Veniamo a conoscere una serie di personaggi che Böll tratteggia molto bene. Le due madri naturalmente, ma anche una nonna, e un altro personaggio fondamentale, il più positivo di tutto il romanzo: Alberto, amico fraterno del padre di Martin, che ha condiviso con lui le torture subite dai nazisti per la sua opposizione al regime. E adesso Martin, a scuola, si sente dire che ” i nazisti non erano poi tanto cattivi “!

Nel libro non succedono fatti determinanti, può essere in qualche modo considerato un romanzo di formazione: per i due ragazzi, ma soprattutto per la Germania che deve risollevarsi. Le descrizioni di fatti della vita quotidiana, della ripresa di una vita normale dopo l’immane tragedia che la Germania non aveva ancora metabolizzato – ci vorranno ancora decenni – vengono descritti magistralmente da Böll, che ci introduce così ad un tema fra i più spinosi del secolo passato. Su tutto, naturalmente, incombe la guerra che, nonostante sia finita da anni, resta una presenza costante e inquietante.

Nonostante Böll sia noto per le sue critiche spesso feroci alla società tedesca ed occidentale, questo libro si chiude con parole di speranza per ambedue i protagonisti:

” … e per la prima volta in vita sua Martin conobbe con piena consapevolezza che cos’è il dubbio, e si rese conto che qualcosa era finito: che cosa fosse, non l’avrebbe saputo dire, ma qualcosa era finito per sempre. ”

” … Heinrich … pensava alla speranza che per un momento era apparsa nel viso di sua madre: per un momento solo, ma Heinrich sapeva che un momento era molto.”

Tiresia

Heinrich Böll “L’onore perduto di Katharina Blum”

BollKatharina è una ragazza di 27 anni, bella e di umili origini.

È a suo modo una persona praticamente perfetta: limpida, onesta, coraggiosa, con un ferreo sentimento della propria dignità personale.

Una sera per caso lei -che pur corteggiatissima anche da persone di alto rango non ha mai dato corda a nessuno, guadagnandosi la fama di donna probabilmente frigida- incontra a una festa un uomo; balla con lui tutto il tempo, se lo porta a casa, ci fa l’amore, se ne innamora.

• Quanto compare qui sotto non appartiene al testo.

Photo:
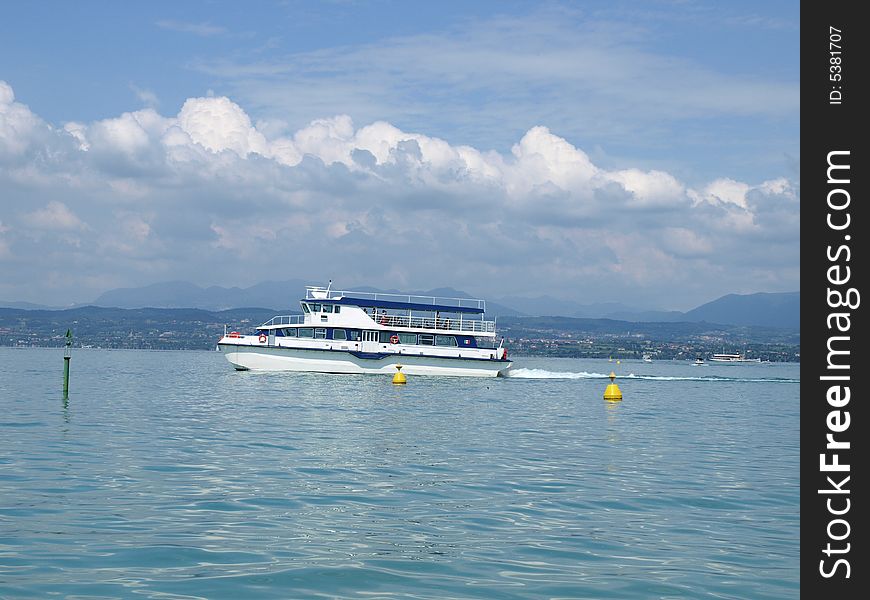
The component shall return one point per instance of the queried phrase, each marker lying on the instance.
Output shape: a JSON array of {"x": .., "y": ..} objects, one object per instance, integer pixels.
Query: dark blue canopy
[{"x": 370, "y": 302}]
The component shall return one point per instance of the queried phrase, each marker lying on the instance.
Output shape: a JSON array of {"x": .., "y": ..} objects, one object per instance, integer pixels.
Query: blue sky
[{"x": 587, "y": 150}]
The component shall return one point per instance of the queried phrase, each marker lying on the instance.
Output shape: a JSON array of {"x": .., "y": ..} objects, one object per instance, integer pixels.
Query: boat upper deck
[{"x": 396, "y": 301}]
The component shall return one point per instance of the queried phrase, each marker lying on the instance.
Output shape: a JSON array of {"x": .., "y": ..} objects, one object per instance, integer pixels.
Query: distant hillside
[
  {"x": 181, "y": 294},
  {"x": 762, "y": 309}
]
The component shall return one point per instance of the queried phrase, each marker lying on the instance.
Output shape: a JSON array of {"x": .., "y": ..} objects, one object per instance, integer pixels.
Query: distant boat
[
  {"x": 361, "y": 332},
  {"x": 724, "y": 357}
]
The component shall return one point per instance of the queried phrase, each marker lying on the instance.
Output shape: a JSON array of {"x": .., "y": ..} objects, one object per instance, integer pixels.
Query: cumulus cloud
[
  {"x": 206, "y": 195},
  {"x": 54, "y": 216},
  {"x": 20, "y": 129}
]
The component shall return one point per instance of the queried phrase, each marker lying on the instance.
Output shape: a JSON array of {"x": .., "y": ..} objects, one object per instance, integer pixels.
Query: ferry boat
[
  {"x": 724, "y": 357},
  {"x": 362, "y": 332}
]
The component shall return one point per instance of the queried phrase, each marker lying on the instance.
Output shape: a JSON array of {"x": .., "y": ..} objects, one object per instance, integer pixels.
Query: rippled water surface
[{"x": 170, "y": 475}]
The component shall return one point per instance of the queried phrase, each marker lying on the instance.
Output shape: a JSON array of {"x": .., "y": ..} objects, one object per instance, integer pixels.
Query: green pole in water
[{"x": 67, "y": 354}]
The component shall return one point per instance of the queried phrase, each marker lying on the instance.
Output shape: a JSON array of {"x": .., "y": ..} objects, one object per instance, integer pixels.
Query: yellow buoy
[
  {"x": 612, "y": 392},
  {"x": 399, "y": 377}
]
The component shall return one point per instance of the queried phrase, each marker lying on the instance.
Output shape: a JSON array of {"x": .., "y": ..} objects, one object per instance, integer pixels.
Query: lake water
[{"x": 170, "y": 475}]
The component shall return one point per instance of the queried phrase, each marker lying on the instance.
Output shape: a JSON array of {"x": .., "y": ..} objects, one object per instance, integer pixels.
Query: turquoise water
[{"x": 170, "y": 475}]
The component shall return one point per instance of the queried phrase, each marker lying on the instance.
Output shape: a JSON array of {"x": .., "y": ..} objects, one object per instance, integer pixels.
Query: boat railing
[
  {"x": 459, "y": 325},
  {"x": 470, "y": 325},
  {"x": 284, "y": 320},
  {"x": 321, "y": 293}
]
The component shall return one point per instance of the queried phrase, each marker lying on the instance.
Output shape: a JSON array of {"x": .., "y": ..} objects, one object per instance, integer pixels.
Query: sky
[{"x": 637, "y": 152}]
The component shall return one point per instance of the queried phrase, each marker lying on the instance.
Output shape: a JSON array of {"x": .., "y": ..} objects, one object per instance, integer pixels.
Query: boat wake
[{"x": 544, "y": 374}]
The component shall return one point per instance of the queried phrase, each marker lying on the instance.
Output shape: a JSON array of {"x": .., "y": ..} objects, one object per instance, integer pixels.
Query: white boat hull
[{"x": 271, "y": 358}]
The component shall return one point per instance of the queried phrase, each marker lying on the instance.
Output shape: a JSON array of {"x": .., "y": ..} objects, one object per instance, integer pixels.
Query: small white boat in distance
[
  {"x": 731, "y": 358},
  {"x": 362, "y": 332}
]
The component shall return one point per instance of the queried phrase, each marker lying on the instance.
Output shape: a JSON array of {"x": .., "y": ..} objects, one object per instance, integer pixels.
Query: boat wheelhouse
[{"x": 362, "y": 332}]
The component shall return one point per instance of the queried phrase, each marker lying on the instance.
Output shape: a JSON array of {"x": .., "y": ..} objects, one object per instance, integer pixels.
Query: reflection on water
[{"x": 169, "y": 474}]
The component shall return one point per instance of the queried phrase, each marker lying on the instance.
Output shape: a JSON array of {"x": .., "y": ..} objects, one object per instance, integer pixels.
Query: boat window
[
  {"x": 488, "y": 343},
  {"x": 445, "y": 340}
]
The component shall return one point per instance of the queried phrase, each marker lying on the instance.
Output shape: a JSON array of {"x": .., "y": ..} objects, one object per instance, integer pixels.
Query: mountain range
[{"x": 759, "y": 309}]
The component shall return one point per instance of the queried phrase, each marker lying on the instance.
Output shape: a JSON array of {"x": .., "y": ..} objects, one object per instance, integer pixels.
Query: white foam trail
[{"x": 544, "y": 374}]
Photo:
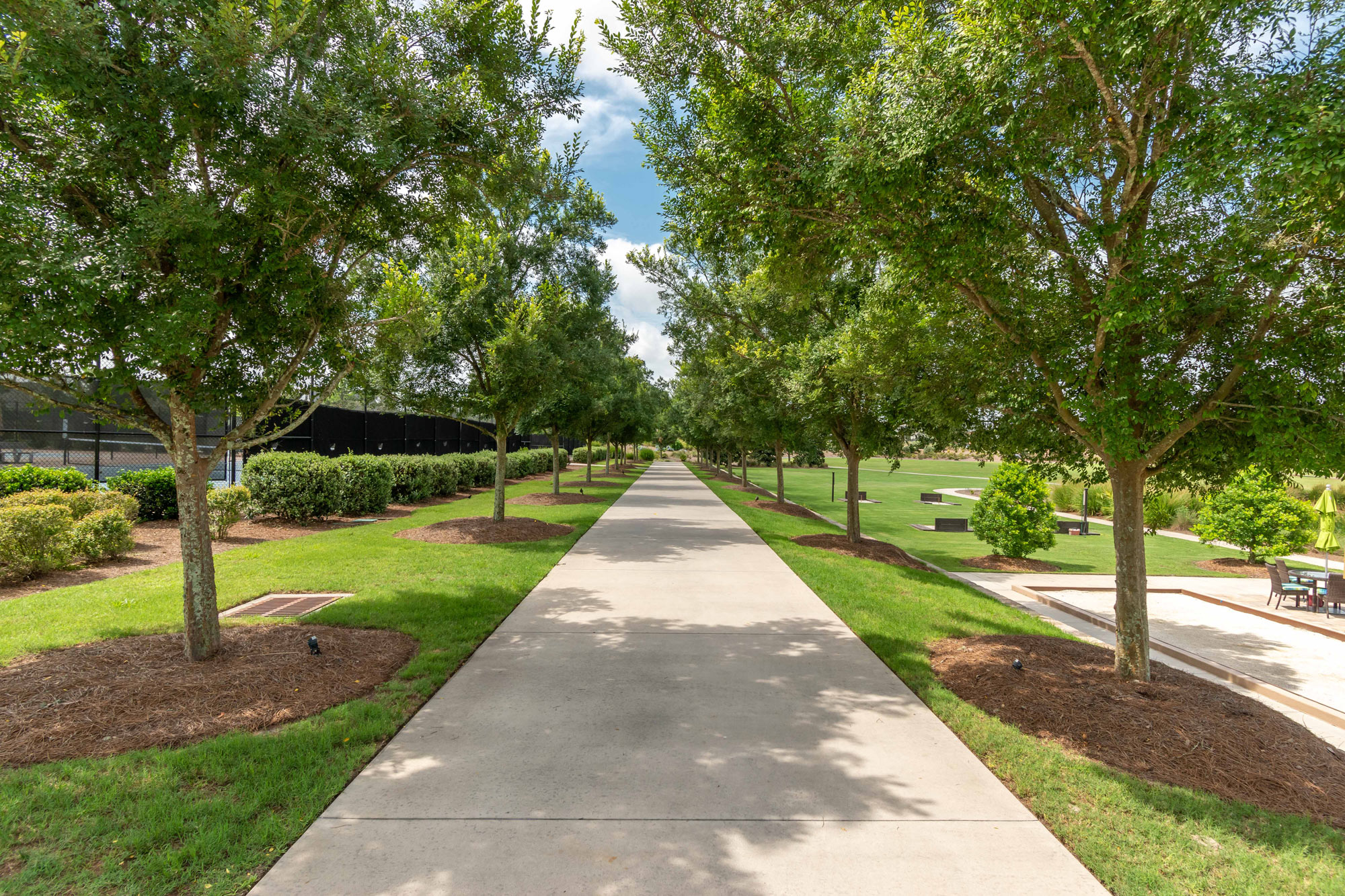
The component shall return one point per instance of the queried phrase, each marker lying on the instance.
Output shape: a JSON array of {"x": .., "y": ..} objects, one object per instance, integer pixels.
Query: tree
[
  {"x": 1258, "y": 514},
  {"x": 188, "y": 190},
  {"x": 1015, "y": 514},
  {"x": 1141, "y": 224}
]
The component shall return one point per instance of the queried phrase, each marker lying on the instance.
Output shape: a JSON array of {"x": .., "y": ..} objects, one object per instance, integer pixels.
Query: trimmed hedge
[
  {"x": 367, "y": 485},
  {"x": 103, "y": 533},
  {"x": 29, "y": 478},
  {"x": 298, "y": 486},
  {"x": 225, "y": 507},
  {"x": 157, "y": 490},
  {"x": 34, "y": 538}
]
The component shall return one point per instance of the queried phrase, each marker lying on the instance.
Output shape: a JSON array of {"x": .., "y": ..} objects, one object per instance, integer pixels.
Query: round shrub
[
  {"x": 367, "y": 485},
  {"x": 29, "y": 478},
  {"x": 298, "y": 486},
  {"x": 34, "y": 538},
  {"x": 414, "y": 478},
  {"x": 155, "y": 490},
  {"x": 1258, "y": 514},
  {"x": 103, "y": 533},
  {"x": 225, "y": 507},
  {"x": 1015, "y": 514}
]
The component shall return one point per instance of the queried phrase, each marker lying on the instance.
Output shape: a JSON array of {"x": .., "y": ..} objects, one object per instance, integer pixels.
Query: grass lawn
[
  {"x": 900, "y": 493},
  {"x": 1135, "y": 836},
  {"x": 212, "y": 817}
]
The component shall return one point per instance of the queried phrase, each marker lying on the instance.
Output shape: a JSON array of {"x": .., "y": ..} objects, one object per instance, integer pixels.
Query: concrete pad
[
  {"x": 675, "y": 858},
  {"x": 673, "y": 710},
  {"x": 571, "y": 599},
  {"x": 683, "y": 725}
]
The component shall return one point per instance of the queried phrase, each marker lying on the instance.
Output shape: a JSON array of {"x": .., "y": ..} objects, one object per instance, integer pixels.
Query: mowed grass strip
[
  {"x": 212, "y": 817},
  {"x": 1135, "y": 836},
  {"x": 900, "y": 506}
]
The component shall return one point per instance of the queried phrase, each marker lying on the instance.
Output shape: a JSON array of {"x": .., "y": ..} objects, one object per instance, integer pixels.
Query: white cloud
[{"x": 611, "y": 101}]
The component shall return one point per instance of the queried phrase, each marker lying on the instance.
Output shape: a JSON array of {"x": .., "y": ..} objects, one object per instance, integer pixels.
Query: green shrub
[
  {"x": 81, "y": 503},
  {"x": 103, "y": 533},
  {"x": 367, "y": 485},
  {"x": 34, "y": 538},
  {"x": 1015, "y": 514},
  {"x": 1160, "y": 510},
  {"x": 29, "y": 478},
  {"x": 1066, "y": 498},
  {"x": 414, "y": 478},
  {"x": 225, "y": 507},
  {"x": 298, "y": 486},
  {"x": 1257, "y": 514},
  {"x": 155, "y": 490}
]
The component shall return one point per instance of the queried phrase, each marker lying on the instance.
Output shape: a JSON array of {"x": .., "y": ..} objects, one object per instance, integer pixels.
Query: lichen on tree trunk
[
  {"x": 852, "y": 487},
  {"x": 501, "y": 469},
  {"x": 1128, "y": 490},
  {"x": 779, "y": 471},
  {"x": 200, "y": 607}
]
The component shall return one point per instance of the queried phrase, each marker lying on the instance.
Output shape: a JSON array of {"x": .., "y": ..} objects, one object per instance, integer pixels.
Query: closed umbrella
[{"x": 1327, "y": 541}]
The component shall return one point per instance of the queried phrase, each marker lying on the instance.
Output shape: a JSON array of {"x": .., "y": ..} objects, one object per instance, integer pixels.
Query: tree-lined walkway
[{"x": 675, "y": 710}]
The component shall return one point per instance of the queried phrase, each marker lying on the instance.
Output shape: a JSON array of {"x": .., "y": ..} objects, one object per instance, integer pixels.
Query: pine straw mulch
[
  {"x": 130, "y": 693},
  {"x": 484, "y": 530},
  {"x": 548, "y": 499},
  {"x": 1235, "y": 565},
  {"x": 868, "y": 549},
  {"x": 792, "y": 510},
  {"x": 1175, "y": 729},
  {"x": 999, "y": 563}
]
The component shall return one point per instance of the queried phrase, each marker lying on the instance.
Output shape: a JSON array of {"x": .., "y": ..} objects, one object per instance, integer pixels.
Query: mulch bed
[
  {"x": 1175, "y": 729},
  {"x": 1235, "y": 565},
  {"x": 130, "y": 693},
  {"x": 792, "y": 510},
  {"x": 484, "y": 530},
  {"x": 999, "y": 563},
  {"x": 548, "y": 499},
  {"x": 868, "y": 549}
]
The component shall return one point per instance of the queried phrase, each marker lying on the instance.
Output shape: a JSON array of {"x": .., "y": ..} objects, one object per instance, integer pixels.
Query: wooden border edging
[{"x": 1250, "y": 682}]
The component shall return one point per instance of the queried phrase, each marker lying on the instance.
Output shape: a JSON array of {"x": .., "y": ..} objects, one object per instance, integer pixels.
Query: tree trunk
[
  {"x": 852, "y": 497},
  {"x": 501, "y": 469},
  {"x": 556, "y": 460},
  {"x": 779, "y": 471},
  {"x": 200, "y": 608},
  {"x": 1128, "y": 493}
]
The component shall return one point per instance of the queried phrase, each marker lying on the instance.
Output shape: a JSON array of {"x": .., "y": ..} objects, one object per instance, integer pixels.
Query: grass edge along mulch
[
  {"x": 1174, "y": 729},
  {"x": 114, "y": 696},
  {"x": 1135, "y": 836},
  {"x": 212, "y": 817}
]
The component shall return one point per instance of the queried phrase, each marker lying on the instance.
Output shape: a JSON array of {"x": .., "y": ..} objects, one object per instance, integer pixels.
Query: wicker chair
[{"x": 1280, "y": 589}]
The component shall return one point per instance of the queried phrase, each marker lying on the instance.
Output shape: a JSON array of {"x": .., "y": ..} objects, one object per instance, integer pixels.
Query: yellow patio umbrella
[{"x": 1327, "y": 541}]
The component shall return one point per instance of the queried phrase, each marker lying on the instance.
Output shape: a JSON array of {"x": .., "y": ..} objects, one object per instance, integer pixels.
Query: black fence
[{"x": 72, "y": 439}]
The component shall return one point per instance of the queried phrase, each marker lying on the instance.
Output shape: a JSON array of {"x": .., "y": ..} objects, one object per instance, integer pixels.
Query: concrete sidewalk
[{"x": 673, "y": 710}]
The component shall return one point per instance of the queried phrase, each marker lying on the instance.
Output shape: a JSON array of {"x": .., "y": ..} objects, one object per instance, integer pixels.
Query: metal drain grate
[{"x": 284, "y": 604}]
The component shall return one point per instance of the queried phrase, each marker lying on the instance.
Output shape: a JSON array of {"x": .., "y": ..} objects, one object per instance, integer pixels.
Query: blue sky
[{"x": 613, "y": 166}]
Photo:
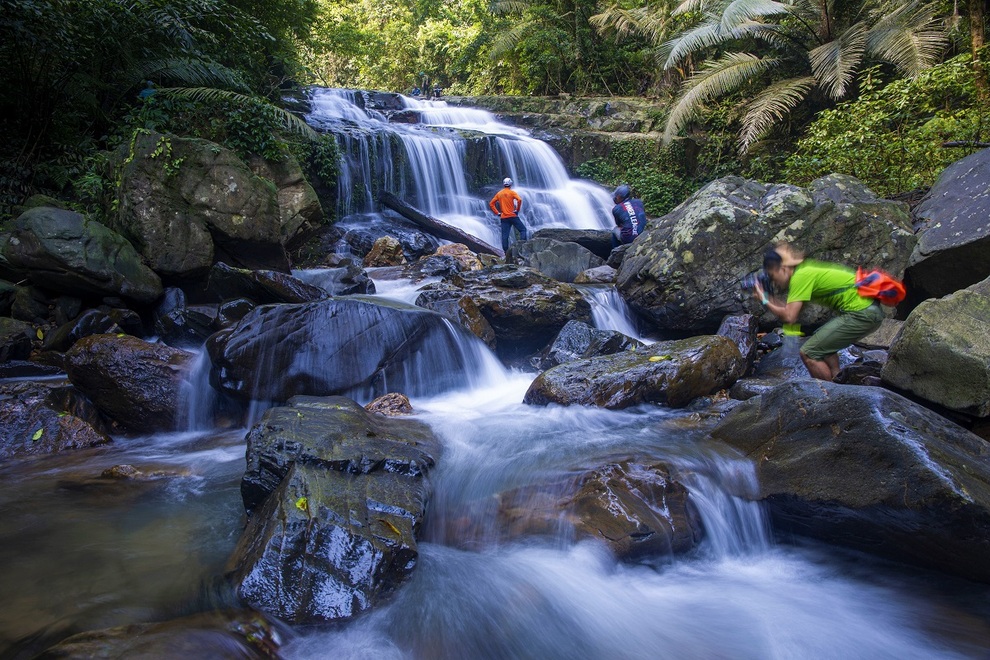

Poiché l’uomo è ricercato per reati politici lo aiuta a fuggire.

Qui inizia il suo calvario.

La cosa va a finire sui giornali, e specialmente uno, quello più importante, in pochi giorni massacra letteralmente Katharina e quello che è rimasto della sua famiglia. Tutto questo grazie all’opera di un cronista che definire un porco è un eufemismo.

Ma Katarina….

Böll è bravissimo. Racconta senza accenti, in modo algido e a volte ironico una storia che fa fremere di sdegno.

Katharina è un personaggio bellissimo: un gigante in senso morale che, senza agitarsi più di tanto, soffre (molto), combatte, e spazza via i pigmei che l’hanno crocifissa.

Anche qui Böll non rinuncia alla sua opera di denuncia e critica della società tedesca del dopoguerra (ipocrita, perbenista, materiale), che la parabola da lui narrata serve egregiamente, pur senza ridursi esclusivamente ad essa.

A me questo breve romanzo è piaciuto moltissimo; forse più dei pur acclamati “ Opinioni di un clown” e “Foto di gruppo con signora”.